Итак, тот факт, что производство представляет собою всегда взаимодействие трех факторов: труда, капитала и природы,-- имеет свое значение и при социалистическом строе и игнорировать себя не позволяет, создатель научного социализма в 1-м томе «Капитала» пытался этот факт игнорировать и исходил из положения, что труд есть единственная основа меновой ценности. Но в 3-м томе «Капитала» он дал другую теорию меновой ценности, учитывающую участие в производстве двух других факторов, едва ли совместимую с теорией ценности 1-го тома. Хотя и вторую теорию с точки зрения современной политической экономии следует признать устаревшей, но все же она стоит не в столь резком противоречии с действительностью, как теория, развитая в 1-м томе «Капитала»

7. Процессы восстановления русского народного хозяйства при НЭПе

Что в условиях нэпа имело место частичное восстановление русского народного хозяйства, есть факт, не подлежащий никакому сомнению. Процесс не мог в первый год нэпа выявиться вследствие неурожая 1921 г. Но когда осенью 1922 г. голод был преодолен, народное хозяйство стало оживать. В течение четырех лет -- 1922/23 г. по 1925/26 г.-- теми подъема народного хозяйства был довольно быстрый. В 1926/27 г. он уже замедлился, а в только что истекшем 1927/28 г. наряду с некоторыми прогрессивными стали намечаться опасные регрессивные явления.

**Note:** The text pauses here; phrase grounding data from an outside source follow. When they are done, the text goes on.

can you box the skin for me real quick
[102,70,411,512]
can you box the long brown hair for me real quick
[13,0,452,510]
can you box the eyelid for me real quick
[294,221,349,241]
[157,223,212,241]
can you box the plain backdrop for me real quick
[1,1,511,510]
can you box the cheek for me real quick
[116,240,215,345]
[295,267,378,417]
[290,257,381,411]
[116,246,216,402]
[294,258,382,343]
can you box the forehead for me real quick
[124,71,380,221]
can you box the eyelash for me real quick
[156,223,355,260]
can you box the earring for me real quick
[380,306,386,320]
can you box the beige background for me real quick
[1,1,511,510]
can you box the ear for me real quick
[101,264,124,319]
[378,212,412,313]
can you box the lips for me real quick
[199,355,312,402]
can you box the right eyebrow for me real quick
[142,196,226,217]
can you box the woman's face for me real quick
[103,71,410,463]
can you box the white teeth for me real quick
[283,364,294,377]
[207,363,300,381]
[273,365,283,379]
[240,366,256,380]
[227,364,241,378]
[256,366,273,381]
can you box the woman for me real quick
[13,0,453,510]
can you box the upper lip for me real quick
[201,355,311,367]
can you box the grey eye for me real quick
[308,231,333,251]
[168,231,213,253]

Подъем имел место как в социалистическом секторе народного хозяйства, так и в крестьянском хозяйстве.

Наиболее значительные успехи сделала крупная промышленность. К началу нэпа ее производительность опустилась примерно до 1/3 части довоенных размеров. В 1926/27 г. она, согласно вычислениям советской статистики, примерно достигла довоенных размеров, а в истекшем 1927/28 г, ее производство удалось повысить на 20% с лишком.

При оценке сравнений современных данных с данными довоенного времени надо иметь в виду, что вполне сравнимые цифры имеются только по тем отраслям цензовой промышленности, которые и до войны были столь же концентрированы в крупных предприятиях, как и теперь. По другим отраслям промышленности довоенные данные менее полны, а потому, в общем, получается картина, слишком благоприятная для современной России.. Кроме того, общепризнано, что современные изделия по своему качеству ниже довоенных, что тоже существенно обесценивает указанные достижения. Сказанное, однако, нисколько не умаляет значения приведенных данных для оценки динамики промышленного развития под нэпом. Довоенная производительность сильно превзойдена по сельскохозяйственным машинам, по нефти, по углю. Созданы новые отрасли электротехники. Зато по тяжелым металлам имеется сильное отставание от довоенной производительности.

Для оценки соответствия между потребностями населения в продуктах крупной промышленности и их производством надлежит принять во внимание, что внутренняя Россия до войны примерно на 20% снабжалась продуктами крупного промышленного производства из Царства Польского и Прибалтики, а также что с 1913 г. до 1926 г. население на настоящей территории России увеличилось с 138 млн. до 147 млн., т. е. на 6'/2°/о. Из сказанного очевидно, что. даже не считаясь со значительным сокращением кустарной промышленности, население России обслуживается в настоящее время промышленной продукцией гораздо более скудно, чем до войны.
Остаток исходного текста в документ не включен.